Borrowed from Old French commission, from Latin commissiō (“sending together; commission”), from prefix com- (“with”), + noun of action missiō (“sending”), from perfect passive participle missus (“sent”), from the verb mittō (“to send”), + noun of action suffix -iō.
commission (countable and uncountable, plural commissions)
- A sending or mission (to do or accomplish something).
- An official charge or authority to do something, often used of military officers.
David received his commission after graduating from West Point.
c. 1593, William Shakespeare, “The Tragedy of Richard the Third: […]”, in Mr. William Shakespeares Comedies, Histories, & Tragedies: Published According to the True Originall Copies (First Folio), London: Printed by Isaac Iaggard, and Ed[ward] Blount, published 1623, OCLC 606515358, [Act I, scene 4]:
Let him see our commission.
- The thing to be done as agent for another.
I have three commissions for the city.
- A body or group of people, officially tasked with carrying out a particular function.
the European Commission
the Electoral Commission
the Federal Communications Commission
The company's sexual harassment commission made sure that every employee completed the on-line course.

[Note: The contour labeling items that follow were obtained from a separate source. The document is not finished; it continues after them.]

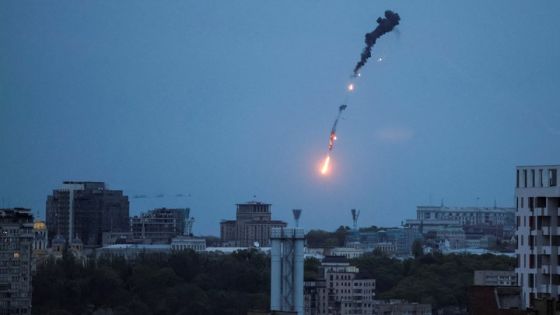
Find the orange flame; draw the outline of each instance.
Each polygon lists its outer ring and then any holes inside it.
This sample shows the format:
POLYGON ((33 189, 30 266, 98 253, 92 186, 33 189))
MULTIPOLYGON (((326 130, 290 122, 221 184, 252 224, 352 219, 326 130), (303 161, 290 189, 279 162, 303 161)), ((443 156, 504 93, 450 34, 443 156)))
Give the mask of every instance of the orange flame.
POLYGON ((329 164, 331 162, 331 156, 327 155, 325 162, 323 162, 323 167, 321 168, 321 174, 326 175, 329 171, 329 164))

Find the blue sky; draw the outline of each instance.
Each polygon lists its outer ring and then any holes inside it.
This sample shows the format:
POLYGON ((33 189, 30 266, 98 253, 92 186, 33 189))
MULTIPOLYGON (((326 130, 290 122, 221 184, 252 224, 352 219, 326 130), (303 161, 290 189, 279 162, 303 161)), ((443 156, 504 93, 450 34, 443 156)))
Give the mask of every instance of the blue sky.
POLYGON ((105 181, 131 214, 235 203, 334 229, 415 207, 513 204, 515 166, 560 162, 557 1, 0 2, 0 202, 44 216, 63 180, 105 181), (401 16, 345 86, 386 9, 401 16), (378 62, 378 58, 382 58, 378 62), (175 197, 176 194, 187 197, 175 197), (190 196, 189 196, 190 195, 190 196))

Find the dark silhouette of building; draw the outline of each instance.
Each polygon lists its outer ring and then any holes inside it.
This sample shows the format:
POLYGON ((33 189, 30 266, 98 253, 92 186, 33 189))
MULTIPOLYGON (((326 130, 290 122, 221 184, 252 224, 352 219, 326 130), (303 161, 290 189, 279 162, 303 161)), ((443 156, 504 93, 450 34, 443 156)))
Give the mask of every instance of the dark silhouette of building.
MULTIPOLYGON (((130 218, 132 237, 152 244, 169 244, 172 238, 185 234, 189 212, 188 208, 159 208, 134 216, 130 218)), ((187 231, 189 234, 191 231, 187 231)))
POLYGON ((33 215, 0 209, 0 315, 31 314, 33 215))
POLYGON ((65 181, 47 198, 49 238, 79 239, 84 247, 102 245, 103 232, 128 232, 128 197, 103 182, 65 181))
POLYGON ((251 201, 237 204, 236 220, 220 223, 220 237, 224 246, 269 246, 272 228, 286 226, 284 221, 272 220, 270 204, 251 201))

- 1856-1858, William H. Prescott, History of the Reign of Philip II
- A commission was at once appointed to examine into the matter.

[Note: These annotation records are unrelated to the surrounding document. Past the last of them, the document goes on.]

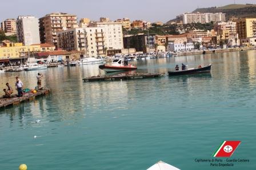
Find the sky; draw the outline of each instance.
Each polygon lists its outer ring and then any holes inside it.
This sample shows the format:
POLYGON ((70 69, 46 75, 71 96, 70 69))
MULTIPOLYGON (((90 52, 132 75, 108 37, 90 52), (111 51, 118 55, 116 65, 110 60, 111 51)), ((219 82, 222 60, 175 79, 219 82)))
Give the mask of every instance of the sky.
MULTIPOLYGON (((107 17, 114 20, 128 18, 151 22, 166 22, 177 15, 191 12, 198 7, 222 6, 234 0, 12 0, 2 1, 0 21, 18 15, 41 18, 46 14, 62 12, 77 17, 98 20, 107 17)), ((237 4, 256 3, 255 0, 235 0, 237 4)))

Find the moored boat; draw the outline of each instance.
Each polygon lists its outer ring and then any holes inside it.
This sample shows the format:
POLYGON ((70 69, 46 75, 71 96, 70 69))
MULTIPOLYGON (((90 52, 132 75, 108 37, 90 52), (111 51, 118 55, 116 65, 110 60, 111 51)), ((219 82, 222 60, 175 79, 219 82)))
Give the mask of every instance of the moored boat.
POLYGON ((30 63, 27 65, 27 67, 24 69, 26 71, 45 69, 47 68, 47 65, 38 64, 37 63, 30 63))
POLYGON ((183 71, 169 71, 168 72, 168 73, 169 76, 178 76, 178 75, 207 73, 211 72, 211 64, 209 64, 209 65, 201 68, 199 67, 198 68, 189 68, 183 71))
POLYGON ((99 68, 107 73, 126 71, 129 71, 137 69, 136 67, 133 66, 131 64, 129 64, 128 66, 125 66, 123 59, 114 60, 111 65, 106 65, 105 64, 101 65, 99 66, 99 68))
POLYGON ((104 63, 104 60, 102 59, 97 59, 95 57, 85 57, 79 60, 79 65, 102 64, 104 63))

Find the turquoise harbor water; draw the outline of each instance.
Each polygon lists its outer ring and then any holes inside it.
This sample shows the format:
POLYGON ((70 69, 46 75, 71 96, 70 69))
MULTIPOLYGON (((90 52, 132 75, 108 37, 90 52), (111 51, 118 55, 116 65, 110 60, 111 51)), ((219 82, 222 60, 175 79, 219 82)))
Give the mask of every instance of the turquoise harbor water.
MULTIPOLYGON (((219 169, 194 160, 241 140, 232 158, 250 163, 223 169, 255 169, 255 59, 250 51, 139 61, 140 72, 213 66, 211 74, 128 81, 83 82, 103 74, 93 66, 43 71, 50 96, 0 110, 0 169, 146 169, 162 160, 219 169)), ((37 73, 1 74, 0 87, 18 75, 33 88, 37 73)))

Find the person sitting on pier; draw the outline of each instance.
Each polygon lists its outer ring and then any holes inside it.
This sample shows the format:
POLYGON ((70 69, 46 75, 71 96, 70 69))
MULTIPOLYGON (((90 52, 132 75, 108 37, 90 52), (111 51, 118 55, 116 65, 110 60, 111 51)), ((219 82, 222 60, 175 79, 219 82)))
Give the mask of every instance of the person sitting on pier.
POLYGON ((5 85, 8 88, 8 89, 7 89, 7 91, 10 94, 10 96, 11 96, 11 94, 13 94, 13 88, 11 87, 11 86, 9 85, 9 84, 8 82, 7 82, 5 85))
POLYGON ((186 65, 184 64, 181 64, 181 69, 185 71, 186 69, 186 65))
POLYGON ((23 84, 21 82, 21 80, 19 79, 19 77, 16 77, 16 83, 15 84, 15 86, 18 91, 18 97, 22 97, 22 86, 23 84))
POLYGON ((3 96, 3 98, 10 98, 11 97, 11 95, 8 92, 8 90, 6 90, 6 89, 3 89, 3 92, 5 92, 5 95, 3 96))
POLYGON ((43 75, 42 75, 42 74, 40 74, 39 73, 38 73, 38 74, 37 74, 37 86, 38 87, 38 89, 40 89, 42 85, 42 77, 43 77, 43 75))
POLYGON ((179 69, 179 65, 176 65, 176 67, 175 68, 175 70, 177 71, 178 71, 179 69))

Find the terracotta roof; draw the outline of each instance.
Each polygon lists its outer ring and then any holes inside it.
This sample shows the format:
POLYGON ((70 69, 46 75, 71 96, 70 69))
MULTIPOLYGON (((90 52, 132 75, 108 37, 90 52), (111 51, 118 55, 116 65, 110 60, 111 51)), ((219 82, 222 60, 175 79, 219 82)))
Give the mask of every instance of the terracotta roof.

- Synonyms: committee, government body
- A fee charged by an agent or broker for carrying out a transaction.
a reseller's commission
The real-estate broker charged a four percent commission for their knowledge on bidding for commercial properties; for their intellectual perspective on making a formal offer and the strategy to obtain a mutually satisfying deal with the seller in favour of the buyer.
- Hyponyms: brokerage (to a broker), shroffage (to a shroff)
- The act of committing (e.g. a crime).
the commission, preparation or instigation of an act of terrorism
1698, Robert South, Twelve Sermons upon Several Subjects and Occasions:
- Every commission of sin introduces into the soul a certain degree of hardness.
- Antonym: omission
the thing to be done as agent for another
- Arabic: عُمُولَة f (ʿumūla)
- Bulgarian: комисио́нна (bg) f (komisiónna)
- Catalan: comissió (ca) f
- Mandarin: 佣金 (zh) (yòngjīn)
- Czech: provize f
- Danish: kommission, provision c
- Dutch: afsluitprovisie (nl) f, afsluitpremie f, commissie (nl) f
- Finnish: komissio (fi), provisio (fi), välityspalkkio (fi)
- French: commission (fr) f, (please verify) commission d'agent immobilier f, courtage (fr) m
- German: Abschlußprämie f, Abschlußprovision f, Provision (de) f
- Greek: προμήθεια (el) f (promítheia)
- Indonesian: komisi (id), kamsen (id)
- Irish: coimisiún m
- Italian: commissione (it) f
- Japanese: 手数料 (tesūryō)
- Luhya: ekodi
- Malay: komisyen
- Maori: tiringa
commission (third-person singular simple present commissions, present participle commissioning, simple past and past participle commissioned)
- (transitive) To send or officially charge someone or some group to do something.
James Bond was commissioned with recovering the secret documents.
- (transitive) To place an order for (often piece of art)
He commissioned a replica of the Mona Lisa for his living room, but the painter gave up after six months.
- (transitive) To put into active service
The aircraft carrier was commissioned in 1944, during WWII.